2012 Court of Appeal case

R v Clinton [2012] EWCA Crim 2 is a judgment of the Court of Appeal of England and Wales concerning the loss of control defence to murder, and the context of sexual infidelity.

== Facts ==
The case was a joint appeal against conviction by three men convicted of murder for killing their wives following the discovery of sexual infidelity. At trial, all three had relied on the loss of control defence. In one of the trials (Jon Clinton), the judge found that the defendant had not adduced sufficient evidence to allow loss of control to be put to the jury. In the other two (Parker and Evans), the defence was put to the jury, who rejected it and convicted them of murder.

Loss of control was introduced by the Coroners and Justice Act 2009 as a replacement for the previous defence of provocation.

The wording of the statutory text specifically excludes sexual infidelity. All three defendants argued that sexual infidelity alone was not the cause of their loss of control—instead, they had lost control due to a number of facts including their spouse's sexual infidelity.

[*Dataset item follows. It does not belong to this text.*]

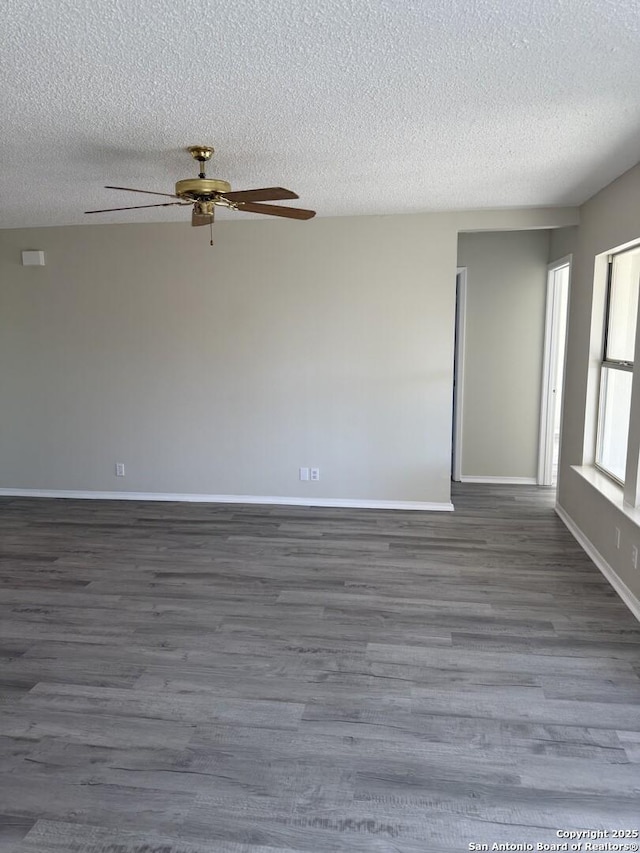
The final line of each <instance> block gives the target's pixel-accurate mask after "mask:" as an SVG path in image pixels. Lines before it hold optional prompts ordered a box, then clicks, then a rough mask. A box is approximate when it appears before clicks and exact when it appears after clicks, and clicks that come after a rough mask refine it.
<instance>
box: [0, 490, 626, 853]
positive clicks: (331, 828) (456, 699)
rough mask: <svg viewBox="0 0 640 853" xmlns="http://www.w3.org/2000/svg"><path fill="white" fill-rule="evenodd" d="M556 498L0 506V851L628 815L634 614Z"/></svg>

The court was asked to determine whether the loss of control defence could apply when sexual infidelity was combined with other factors that caused the purported loss of control, and whether the judges who put the issue to the jury had properly directed the jury in summing up.

== Judgment ==
The judgment was delivered on 17 January 2012, by the Lord Chief Justice, Igor Judge with Justice Henriques and Justice Gloster concurring.

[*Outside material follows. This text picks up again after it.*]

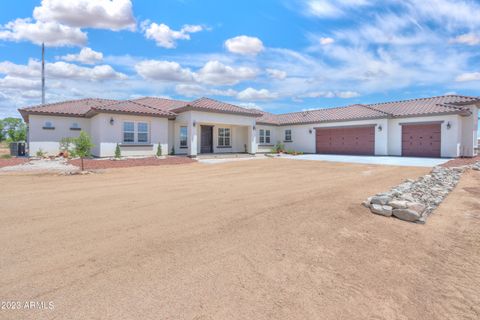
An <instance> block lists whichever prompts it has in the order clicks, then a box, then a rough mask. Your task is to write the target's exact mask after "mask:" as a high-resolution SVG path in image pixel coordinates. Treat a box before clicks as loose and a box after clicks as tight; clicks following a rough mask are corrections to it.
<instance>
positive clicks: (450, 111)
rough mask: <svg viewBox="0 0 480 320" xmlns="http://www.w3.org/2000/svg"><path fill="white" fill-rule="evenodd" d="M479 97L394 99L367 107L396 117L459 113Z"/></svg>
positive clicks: (479, 99) (478, 98)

The court decided that loss of control could be put to a jury when sexual infidelity alone was not the only cause of loss of control. They ordered a retrial for Clinton. He pleaded guilty to murder at the retrial and was given a mandatory life sentence with a minimum tariff of twenty years.

The court determined that the jury direction for the other two cases was satisfactory and rejected their appeals.

== Commentary ==
Vera Baird described the judgment as a "totemic setback for campaigning women".